Reportage
Près d’un million de réfugiés sud-soudanais : l’Ouganda arrive à saturation
Kampala a mis en place une généreuse politique d’accueil pour ceux qui fuient la guerre au Soudan du Sud. Mais le modèle, sous pression, est proche du point de rupture.
Par Gaël Grilhot (contributeur Le Monde Afrique, Kampala)
LE MONDE Le 15.08.2017 à 14h22 • Mis à jour le 15.08.2017 à 14h49
« Lorsque les soldats sont entrés dans le village, ils ont massacré tout le monde. Ils ont tué ma femme. » En décembre 2016, l’armée sud-soudanaise a mené une opération punitive dans le village de James, dans le district de Morobo. Lui a pu s’enfuir dans la brousse avec ses deux enfants. Ils y ont survécu pendant six mois, avant de se résoudre à quitter le Soudan du Sud. Une marche éreintante de cinq jours avant d’atteindre l’Ouganda, où ils ont rejoint les nombreux Sud-Soudanais qui y ont trouvé refuge. « Je ne sais pas à quoi j’ai droit, reprend James, anxieux. Mais l’essentiel est que je sois ici en sécurité avec mes fils. »
Le nombre de réfugiés sud-soudanais présents en Ouganda va dépasser le million cette semaine, si l’on en croit le Haut-Commissariat des Nations unies pour les réfugiés (HCR). Le pays est internationalement reconnu comme terre de refuge pour tous ceux qui fuient les nombreuses crises politiques que connaît la région (Burundi, RDC, etc.). C’est particulièrement vrai pour ceux qui viennent du Soudan du Sud, en proie à une guerre civile qui oppose depuis fin 2013 les partisans du président, Salva Kiir, à ceux de son rival (et ancien vice-président) Riek Machar.
En 2006, une loi sur les réfugiés a même été adoptée, qui accorde à chaque famille fuyant un conflit un lopin de terre pour habiter et un autre pour cultiver, en attendant que la paix revienne dans leur pays. Des terres obtenues auprès des communautés et des propriétaires en contrepartie de la mise en place d’infrastructures (écoles, centres de santé) par les ONG et les institutions internationales. Théoriquement, l’installation des réfugiés représente aussi une opportunité de développer le marché du travail pour les populations locales.
Prostitution et petite délinquance
Mais dans le nord du pays, ce modèle donnant-donnant est aujourd’hui à bout de souffle. Depuis janvier, ils sont ainsi 295 000 à être arrivés sur le sol ougandais, avec une moyenne évaluée à 1 400 par jour.

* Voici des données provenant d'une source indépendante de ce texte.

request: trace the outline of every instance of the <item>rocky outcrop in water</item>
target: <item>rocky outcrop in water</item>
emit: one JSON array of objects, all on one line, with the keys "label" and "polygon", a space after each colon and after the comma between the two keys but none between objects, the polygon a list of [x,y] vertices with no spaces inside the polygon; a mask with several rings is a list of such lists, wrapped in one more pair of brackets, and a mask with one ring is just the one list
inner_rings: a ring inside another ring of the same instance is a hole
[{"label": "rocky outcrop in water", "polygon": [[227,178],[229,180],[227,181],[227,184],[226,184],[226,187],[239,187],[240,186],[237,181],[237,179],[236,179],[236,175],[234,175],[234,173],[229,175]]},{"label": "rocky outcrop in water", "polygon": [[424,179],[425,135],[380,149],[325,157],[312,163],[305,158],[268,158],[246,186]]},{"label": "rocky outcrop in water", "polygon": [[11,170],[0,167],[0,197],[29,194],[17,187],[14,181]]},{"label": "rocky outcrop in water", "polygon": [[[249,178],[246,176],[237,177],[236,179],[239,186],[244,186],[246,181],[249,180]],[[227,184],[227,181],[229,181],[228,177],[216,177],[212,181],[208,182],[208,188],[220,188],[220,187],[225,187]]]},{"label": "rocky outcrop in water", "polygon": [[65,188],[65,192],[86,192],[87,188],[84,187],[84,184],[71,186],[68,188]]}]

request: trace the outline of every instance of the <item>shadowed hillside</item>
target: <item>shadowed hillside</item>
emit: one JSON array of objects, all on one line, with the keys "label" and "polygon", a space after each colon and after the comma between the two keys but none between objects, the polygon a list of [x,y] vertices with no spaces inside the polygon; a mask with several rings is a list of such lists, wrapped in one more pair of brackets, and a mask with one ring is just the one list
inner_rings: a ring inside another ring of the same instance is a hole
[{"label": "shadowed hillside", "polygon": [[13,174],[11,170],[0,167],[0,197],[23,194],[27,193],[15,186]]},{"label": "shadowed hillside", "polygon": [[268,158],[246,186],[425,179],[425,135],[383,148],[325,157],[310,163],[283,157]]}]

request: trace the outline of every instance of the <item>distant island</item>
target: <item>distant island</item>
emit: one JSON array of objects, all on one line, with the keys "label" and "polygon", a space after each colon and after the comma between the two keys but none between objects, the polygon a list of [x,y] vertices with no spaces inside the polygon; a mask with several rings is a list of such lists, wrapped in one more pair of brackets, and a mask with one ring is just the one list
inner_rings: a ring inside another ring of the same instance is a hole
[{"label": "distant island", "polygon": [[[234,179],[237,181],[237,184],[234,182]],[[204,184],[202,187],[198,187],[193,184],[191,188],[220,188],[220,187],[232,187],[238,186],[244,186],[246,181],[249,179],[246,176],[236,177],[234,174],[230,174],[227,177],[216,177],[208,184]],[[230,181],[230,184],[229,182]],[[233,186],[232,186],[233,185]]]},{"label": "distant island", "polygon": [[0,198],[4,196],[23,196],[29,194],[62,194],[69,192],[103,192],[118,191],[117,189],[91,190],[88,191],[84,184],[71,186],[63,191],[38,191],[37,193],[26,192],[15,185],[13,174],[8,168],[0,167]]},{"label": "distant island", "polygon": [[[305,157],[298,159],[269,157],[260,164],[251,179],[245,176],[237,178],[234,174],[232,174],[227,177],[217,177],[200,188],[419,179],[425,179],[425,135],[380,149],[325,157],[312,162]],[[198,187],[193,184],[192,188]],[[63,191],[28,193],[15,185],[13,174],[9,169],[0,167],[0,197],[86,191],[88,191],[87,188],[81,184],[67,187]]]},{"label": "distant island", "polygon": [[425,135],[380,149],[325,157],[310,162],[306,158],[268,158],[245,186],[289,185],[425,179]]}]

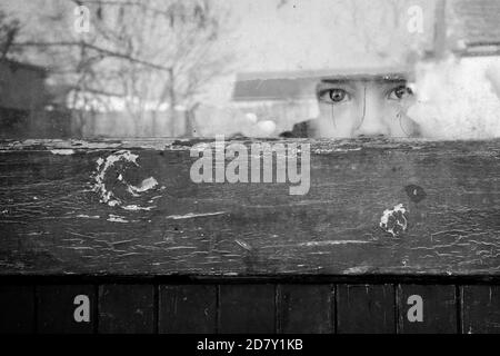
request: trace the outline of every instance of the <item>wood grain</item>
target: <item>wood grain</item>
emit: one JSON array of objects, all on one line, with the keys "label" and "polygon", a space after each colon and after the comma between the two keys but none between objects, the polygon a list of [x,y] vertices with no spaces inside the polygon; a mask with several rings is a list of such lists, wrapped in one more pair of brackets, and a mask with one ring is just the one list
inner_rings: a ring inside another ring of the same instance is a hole
[{"label": "wood grain", "polygon": [[152,334],[154,288],[151,285],[99,286],[99,334]]},{"label": "wood grain", "polygon": [[[74,310],[81,301],[74,298],[87,296],[89,299],[89,320],[77,322]],[[41,334],[91,334],[96,330],[96,287],[91,285],[41,285],[37,286],[37,322]]]},{"label": "wood grain", "polygon": [[0,334],[31,334],[36,330],[34,287],[0,286]]},{"label": "wood grain", "polygon": [[217,286],[163,285],[160,286],[159,301],[160,333],[216,333]]},{"label": "wood grain", "polygon": [[219,286],[219,326],[221,334],[274,334],[274,285]]},{"label": "wood grain", "polygon": [[333,297],[332,285],[278,285],[278,332],[332,334]]},{"label": "wood grain", "polygon": [[[457,334],[458,308],[456,286],[452,285],[399,285],[397,289],[398,333],[401,334]],[[414,306],[410,296],[422,298],[422,320],[408,318]]]},{"label": "wood grain", "polygon": [[338,285],[338,334],[394,334],[392,285]]},{"label": "wood grain", "polygon": [[500,334],[500,286],[462,286],[462,333]]},{"label": "wood grain", "polygon": [[[499,275],[500,141],[296,141],[311,145],[304,196],[194,184],[193,141],[1,141],[0,274]],[[98,161],[119,150],[138,158],[106,172],[110,206]],[[399,204],[394,237],[379,225]]]}]

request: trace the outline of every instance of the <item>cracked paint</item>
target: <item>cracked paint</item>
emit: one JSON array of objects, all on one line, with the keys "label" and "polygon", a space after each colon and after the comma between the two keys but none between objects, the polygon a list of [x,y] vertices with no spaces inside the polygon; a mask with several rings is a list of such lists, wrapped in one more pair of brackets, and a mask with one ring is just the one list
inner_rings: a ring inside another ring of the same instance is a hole
[{"label": "cracked paint", "polygon": [[392,209],[386,209],[380,218],[379,226],[386,233],[391,234],[392,237],[398,237],[408,228],[406,214],[407,209],[402,204],[398,204]]}]

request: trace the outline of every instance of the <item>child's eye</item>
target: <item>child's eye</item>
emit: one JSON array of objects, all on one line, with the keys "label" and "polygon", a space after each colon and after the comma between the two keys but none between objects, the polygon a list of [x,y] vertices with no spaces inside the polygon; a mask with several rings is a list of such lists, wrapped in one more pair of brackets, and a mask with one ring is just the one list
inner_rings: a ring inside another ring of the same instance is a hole
[{"label": "child's eye", "polygon": [[401,99],[408,98],[412,95],[413,95],[413,91],[411,91],[410,88],[408,88],[407,86],[399,86],[389,92],[388,98],[391,100],[401,100]]},{"label": "child's eye", "polygon": [[321,91],[319,98],[326,102],[339,103],[349,100],[349,95],[346,90],[336,88]]}]

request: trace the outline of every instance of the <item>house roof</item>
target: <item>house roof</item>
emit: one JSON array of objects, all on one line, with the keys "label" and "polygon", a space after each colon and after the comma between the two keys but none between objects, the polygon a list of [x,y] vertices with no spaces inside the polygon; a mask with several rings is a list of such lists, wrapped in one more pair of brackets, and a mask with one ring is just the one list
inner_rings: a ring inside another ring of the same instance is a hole
[{"label": "house roof", "polygon": [[469,49],[500,47],[499,0],[450,0],[452,30]]}]

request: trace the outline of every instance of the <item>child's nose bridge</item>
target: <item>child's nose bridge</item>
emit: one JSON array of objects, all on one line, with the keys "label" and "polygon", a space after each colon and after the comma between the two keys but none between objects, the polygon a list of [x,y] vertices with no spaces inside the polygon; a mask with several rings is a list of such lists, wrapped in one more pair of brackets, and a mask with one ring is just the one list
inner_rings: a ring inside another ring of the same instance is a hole
[{"label": "child's nose bridge", "polygon": [[356,135],[387,135],[388,129],[382,120],[382,102],[374,92],[364,86],[359,103],[359,126]]}]

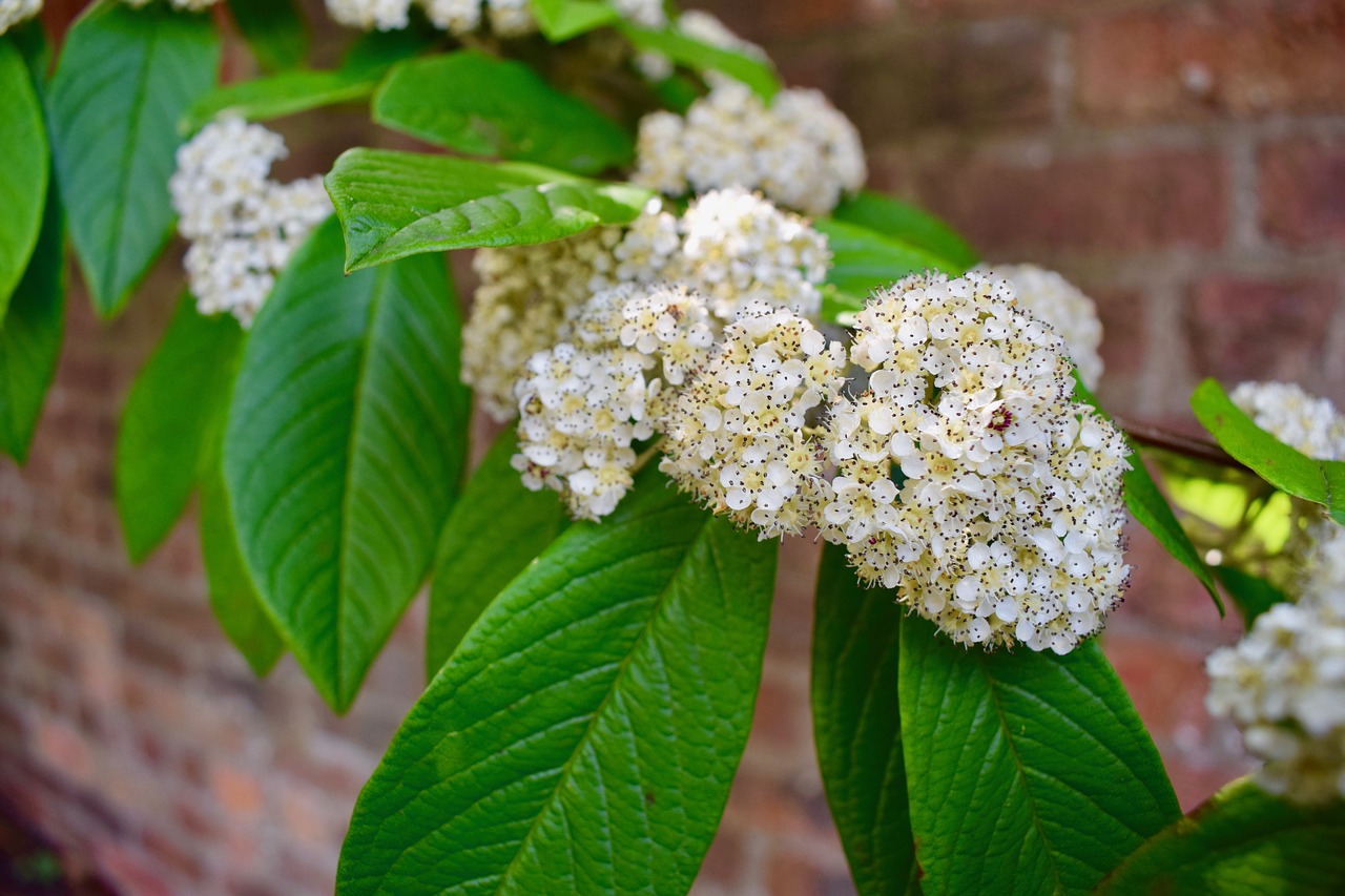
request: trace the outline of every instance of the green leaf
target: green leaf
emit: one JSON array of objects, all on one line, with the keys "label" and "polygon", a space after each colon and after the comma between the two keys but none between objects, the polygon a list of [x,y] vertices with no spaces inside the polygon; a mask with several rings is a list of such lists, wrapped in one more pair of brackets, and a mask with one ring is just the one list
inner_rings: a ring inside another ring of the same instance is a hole
[{"label": "green leaf", "polygon": [[1190,397],[1200,424],[1233,459],[1283,492],[1326,507],[1345,525],[1345,461],[1314,460],[1275,439],[1244,414],[1213,379]]},{"label": "green leaf", "polygon": [[537,26],[551,43],[620,22],[615,7],[597,0],[531,0]]},{"label": "green leaf", "polygon": [[1236,566],[1215,566],[1213,570],[1219,584],[1224,587],[1243,615],[1243,624],[1247,628],[1251,628],[1256,618],[1275,604],[1289,603],[1289,595],[1260,576],[1243,572]]},{"label": "green leaf", "polygon": [[[1098,397],[1079,378],[1079,371],[1075,371],[1075,400],[1092,405],[1098,409],[1098,413],[1107,417],[1107,412],[1098,404]],[[1110,417],[1107,418],[1110,420]],[[1201,557],[1196,545],[1192,544],[1190,535],[1177,522],[1177,515],[1173,513],[1171,505],[1163,498],[1158,483],[1154,482],[1149,468],[1145,467],[1139,445],[1130,436],[1126,436],[1126,444],[1130,445],[1131,451],[1130,470],[1123,479],[1126,507],[1141,526],[1153,533],[1158,544],[1163,546],[1163,550],[1176,557],[1182,566],[1200,580],[1200,584],[1205,587],[1209,597],[1215,601],[1219,615],[1223,616],[1225,612],[1224,600],[1219,596],[1219,589],[1215,587],[1215,573],[1209,569],[1209,564]]]},{"label": "green leaf", "polygon": [[897,705],[901,607],[861,588],[827,545],[812,628],[812,733],[827,805],[861,896],[902,892],[916,872]]},{"label": "green leaf", "polygon": [[639,50],[654,50],[678,65],[695,71],[718,71],[741,81],[763,100],[772,100],[780,91],[780,77],[771,62],[756,59],[734,50],[712,47],[674,27],[640,28],[628,22],[617,22],[617,31]]},{"label": "green leaf", "polygon": [[229,11],[262,69],[284,71],[304,65],[308,27],[293,0],[229,0]]},{"label": "green leaf", "polygon": [[406,717],[338,892],[685,893],[746,744],[775,548],[656,474],[570,526]]},{"label": "green leaf", "polygon": [[0,133],[5,163],[0,165],[0,323],[9,296],[28,268],[38,245],[47,198],[47,129],[42,102],[23,54],[0,36]]},{"label": "green leaf", "polygon": [[865,227],[833,218],[819,218],[812,226],[826,234],[831,249],[827,284],[842,293],[838,305],[841,312],[863,308],[870,292],[890,287],[907,274],[924,270],[954,274],[962,272],[956,262]]},{"label": "green leaf", "polygon": [[425,677],[433,678],[491,600],[569,523],[554,491],[529,491],[510,460],[514,429],[500,433],[467,480],[440,537],[429,591]]},{"label": "green leaf", "polygon": [[444,260],[350,277],[340,261],[328,221],[262,305],[223,464],[249,574],[336,710],[433,560],[469,405]]},{"label": "green leaf", "polygon": [[1345,892],[1345,802],[1301,807],[1236,780],[1150,838],[1103,881],[1127,893]]},{"label": "green leaf", "polygon": [[210,19],[101,3],[70,30],[51,81],[51,144],[94,311],[117,313],[172,230],[178,120],[214,83]]},{"label": "green leaf", "polygon": [[56,374],[65,308],[65,221],[51,182],[38,246],[0,326],[0,448],[20,464],[28,459],[42,401]]},{"label": "green leaf", "polygon": [[635,141],[522,62],[451,52],[404,62],[374,97],[374,121],[475,156],[577,174],[629,164]]},{"label": "green leaf", "polygon": [[967,650],[901,623],[901,740],[927,893],[1075,893],[1180,817],[1095,640]]},{"label": "green leaf", "polygon": [[183,295],[168,331],[136,377],[121,414],[113,476],[117,514],[134,562],[149,556],[196,490],[213,424],[229,398],[242,330],[206,318]]},{"label": "green leaf", "polygon": [[238,545],[238,531],[229,509],[229,492],[221,468],[222,445],[218,444],[218,437],[223,435],[222,422],[215,433],[214,456],[200,482],[200,554],[210,587],[210,607],[219,627],[253,673],[264,677],[284,655],[285,640],[266,613]]},{"label": "green leaf", "polygon": [[547,242],[633,221],[652,195],[522,163],[350,149],[327,175],[346,269],[422,252]]},{"label": "green leaf", "polygon": [[863,190],[842,199],[831,217],[946,258],[950,273],[962,273],[981,260],[952,227],[928,211],[880,192]]}]

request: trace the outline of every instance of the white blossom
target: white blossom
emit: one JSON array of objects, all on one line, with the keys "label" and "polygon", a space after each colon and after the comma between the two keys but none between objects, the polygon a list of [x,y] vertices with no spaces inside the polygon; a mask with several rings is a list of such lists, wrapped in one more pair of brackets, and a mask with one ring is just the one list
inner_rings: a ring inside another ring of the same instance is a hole
[{"label": "white blossom", "polygon": [[823,534],[963,644],[1068,652],[1122,597],[1123,436],[1075,404],[1060,339],[982,273],[859,312],[869,387],[835,402]]},{"label": "white blossom", "polygon": [[612,513],[633,482],[635,443],[667,410],[664,386],[703,363],[710,327],[703,300],[675,287],[625,284],[576,309],[573,340],[533,355],[518,382],[523,484],[561,492],[581,519]]},{"label": "white blossom", "polygon": [[717,81],[686,117],[655,112],[640,122],[633,180],[667,195],[721,187],[824,215],[863,186],[859,135],[816,90],[783,90],[768,106],[736,81]]},{"label": "white blossom", "polygon": [[42,12],[42,0],[0,0],[0,34]]},{"label": "white blossom", "polygon": [[798,534],[826,500],[808,414],[834,400],[845,347],[790,309],[749,303],[662,421],[659,468],[763,538]]},{"label": "white blossom", "polygon": [[237,117],[206,125],[178,151],[168,188],[191,241],[186,268],[202,313],[229,312],[250,326],[276,274],[331,214],[321,178],[268,179],[284,156],[278,135]]},{"label": "white blossom", "polygon": [[1286,382],[1244,382],[1229,398],[1286,445],[1318,460],[1345,460],[1345,418],[1329,398]]},{"label": "white blossom", "polygon": [[527,359],[569,339],[568,311],[597,292],[683,284],[709,300],[720,326],[752,300],[814,315],[827,261],[822,234],[741,190],[706,194],[681,219],[654,200],[624,229],[482,249],[475,258],[482,285],[463,334],[463,378],[491,416],[508,420]]},{"label": "white blossom", "polygon": [[1102,379],[1102,322],[1092,299],[1054,270],[1037,265],[994,265],[993,277],[1007,280],[1018,293],[1018,307],[1050,326],[1065,342],[1069,359],[1088,389]]}]

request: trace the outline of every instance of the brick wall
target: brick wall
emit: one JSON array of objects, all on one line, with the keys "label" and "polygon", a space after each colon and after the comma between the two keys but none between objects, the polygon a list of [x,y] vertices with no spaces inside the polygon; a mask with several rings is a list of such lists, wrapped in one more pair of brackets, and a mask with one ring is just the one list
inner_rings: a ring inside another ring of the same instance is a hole
[{"label": "brick wall", "polygon": [[[1114,410],[1189,426],[1206,374],[1345,402],[1345,0],[701,5],[835,97],[874,186],[990,258],[1084,285]],[[165,270],[110,326],[71,296],[32,460],[0,461],[0,794],[118,892],[327,892],[354,796],[418,693],[424,608],[336,718],[292,661],[258,682],[218,634],[191,522],[129,566],[112,443],[175,291]],[[1132,549],[1106,646],[1190,807],[1243,770],[1201,708],[1204,657],[1237,626],[1147,534]],[[808,736],[815,562],[785,552],[705,895],[849,892]]]}]

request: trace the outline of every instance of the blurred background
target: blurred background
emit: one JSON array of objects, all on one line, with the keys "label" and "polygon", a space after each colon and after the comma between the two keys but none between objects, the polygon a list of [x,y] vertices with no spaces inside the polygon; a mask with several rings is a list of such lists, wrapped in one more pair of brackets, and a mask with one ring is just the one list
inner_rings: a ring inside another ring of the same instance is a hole
[{"label": "blurred background", "polygon": [[[47,0],[46,15],[82,5]],[[824,90],[865,137],[870,186],[991,261],[1056,268],[1093,296],[1110,410],[1194,431],[1186,400],[1205,375],[1345,404],[1345,0],[687,5]],[[367,143],[363,122],[282,128],[284,176]],[[225,640],[191,517],[130,566],[112,453],[180,288],[172,262],[112,324],[75,287],[31,460],[0,461],[0,854],[17,857],[0,874],[30,881],[12,892],[328,893],[355,795],[424,683],[425,607],[338,718],[292,659],[257,681]],[[853,892],[811,747],[816,557],[785,546],[702,896]],[[1202,708],[1204,658],[1240,626],[1139,527],[1130,562],[1104,646],[1192,809],[1247,770]]]}]

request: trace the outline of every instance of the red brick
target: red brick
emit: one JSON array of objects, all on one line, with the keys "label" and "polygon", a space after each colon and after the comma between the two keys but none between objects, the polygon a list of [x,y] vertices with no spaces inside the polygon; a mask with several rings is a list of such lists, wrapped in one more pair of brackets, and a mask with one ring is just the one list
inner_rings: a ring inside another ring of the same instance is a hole
[{"label": "red brick", "polygon": [[1099,122],[1345,108],[1345,4],[1236,0],[1085,23],[1077,104]]},{"label": "red brick", "polygon": [[1015,160],[971,153],[927,165],[920,195],[987,257],[1123,256],[1217,246],[1227,179],[1224,160],[1201,151]]},{"label": "red brick", "polygon": [[1197,374],[1310,382],[1326,357],[1340,288],[1329,280],[1213,277],[1197,284],[1186,334]]},{"label": "red brick", "polygon": [[874,145],[928,129],[1045,124],[1046,42],[1026,22],[912,32],[846,65],[833,100]]},{"label": "red brick", "polygon": [[1345,241],[1345,140],[1267,145],[1260,153],[1260,204],[1262,227],[1280,242]]}]

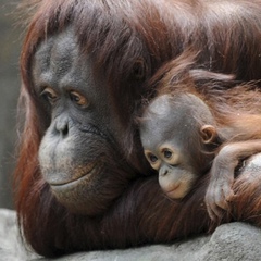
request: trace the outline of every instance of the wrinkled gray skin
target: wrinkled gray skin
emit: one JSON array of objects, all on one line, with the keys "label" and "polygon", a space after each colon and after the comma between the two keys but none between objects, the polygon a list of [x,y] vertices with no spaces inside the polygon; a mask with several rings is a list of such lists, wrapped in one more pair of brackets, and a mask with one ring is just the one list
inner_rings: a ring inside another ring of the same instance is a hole
[{"label": "wrinkled gray skin", "polygon": [[140,124],[145,156],[159,171],[160,186],[170,198],[185,197],[209,166],[200,129],[213,122],[208,107],[190,94],[157,97],[145,111]]},{"label": "wrinkled gray skin", "polygon": [[[124,181],[108,182],[115,175],[110,171],[115,171],[115,159],[119,170],[125,163],[113,154],[120,150],[124,157],[125,126],[112,109],[102,74],[95,78],[91,60],[79,59],[83,55],[72,32],[48,38],[33,61],[36,94],[51,119],[40,144],[39,163],[55,198],[73,212],[91,215],[121,194],[114,189],[116,194],[110,195],[111,186],[124,189],[124,182],[134,174],[128,170]],[[135,165],[125,163],[124,167]]]}]

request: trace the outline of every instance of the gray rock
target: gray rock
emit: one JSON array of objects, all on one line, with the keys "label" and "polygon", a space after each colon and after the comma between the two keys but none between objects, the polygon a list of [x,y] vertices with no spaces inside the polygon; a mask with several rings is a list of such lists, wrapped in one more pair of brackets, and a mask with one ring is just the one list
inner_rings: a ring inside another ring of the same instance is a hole
[{"label": "gray rock", "polygon": [[[15,212],[0,209],[0,261],[47,261],[25,249],[18,235]],[[261,229],[246,223],[219,226],[212,235],[171,245],[152,245],[111,251],[69,254],[57,261],[260,261]]]}]

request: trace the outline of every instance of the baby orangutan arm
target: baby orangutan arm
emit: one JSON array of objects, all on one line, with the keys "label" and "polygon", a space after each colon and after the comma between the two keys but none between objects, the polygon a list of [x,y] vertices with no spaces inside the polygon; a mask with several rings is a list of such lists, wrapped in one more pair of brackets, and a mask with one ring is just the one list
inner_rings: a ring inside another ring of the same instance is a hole
[{"label": "baby orangutan arm", "polygon": [[[258,152],[261,152],[261,139],[227,144],[215,157],[204,198],[208,213],[213,221],[221,220],[224,210],[229,209],[228,201],[234,196],[232,186],[236,166],[240,161]],[[247,164],[251,164],[251,161]]]}]

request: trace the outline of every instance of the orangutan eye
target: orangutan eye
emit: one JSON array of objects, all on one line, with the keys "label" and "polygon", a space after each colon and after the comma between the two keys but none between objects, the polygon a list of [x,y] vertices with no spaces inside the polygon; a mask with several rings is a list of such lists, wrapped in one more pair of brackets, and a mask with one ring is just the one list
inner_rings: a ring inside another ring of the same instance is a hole
[{"label": "orangutan eye", "polygon": [[156,163],[158,161],[158,158],[152,153],[148,154],[148,159],[151,163]]},{"label": "orangutan eye", "polygon": [[89,104],[88,100],[83,95],[80,95],[76,91],[71,91],[70,98],[74,103],[76,103],[77,105],[79,105],[82,108],[87,108]]},{"label": "orangutan eye", "polygon": [[46,87],[40,94],[51,105],[53,105],[58,100],[57,92],[51,87]]},{"label": "orangutan eye", "polygon": [[164,153],[164,158],[166,158],[166,159],[171,159],[172,158],[172,151],[164,150],[163,153]]}]

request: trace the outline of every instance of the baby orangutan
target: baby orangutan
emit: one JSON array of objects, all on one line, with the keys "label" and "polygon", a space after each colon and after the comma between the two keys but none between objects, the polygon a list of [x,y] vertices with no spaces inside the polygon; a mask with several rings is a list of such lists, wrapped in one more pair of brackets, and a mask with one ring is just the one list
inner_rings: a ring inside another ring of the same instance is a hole
[{"label": "baby orangutan", "polygon": [[140,139],[170,198],[184,198],[210,174],[204,201],[216,221],[229,210],[235,175],[252,163],[261,170],[261,157],[249,159],[261,152],[261,91],[254,83],[191,69],[191,61],[178,58],[154,77],[158,92],[139,121]]},{"label": "baby orangutan", "polygon": [[192,94],[157,97],[140,122],[145,156],[159,172],[159,183],[179,199],[210,170],[216,139],[215,122],[206,103]]}]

Devant la pression, les parcelles de culture attribuées aux réfugiés par le bureau du premier ministre ont été considérablement réduites, voire annulées pour les derniers arrivants. « La question des terres arables disponibles est un vrai problème », admet Bik Lum, à la tête du HCR dans la sous-région : « Le flot d’arrivées est continu, et contrairement à d’autres crises, nous ne savons pas quand cela va s’arrêter. »
[…] Dans les camps, ces restrictions ont provoqué des mouvements de mécontentement et des personnels du PAM ont été pris à partie à plusieurs reprises ces derniers mois. « Ces coupes, qui touchaient jusque-là les réfugiés les plus anciens, concernent désormais les nouveaux arrivants », s’alarme Isabelle D’Haudt, conseillère à l’Office d’aide humanitaire de la Commission européenne (ECHO) : « Cela les pousse à trouver d’autres moyens. On observe ainsi une montée des transactions sexuelles pour obtenir de l’argent ou de la nourriture. » Prostitution mais aussi petite délinquance : la question sécuritaire commence à devenir une préoccupation pour les institutions humanitaires, qui réclament plus de forces de police pour patrouiller dans les camps.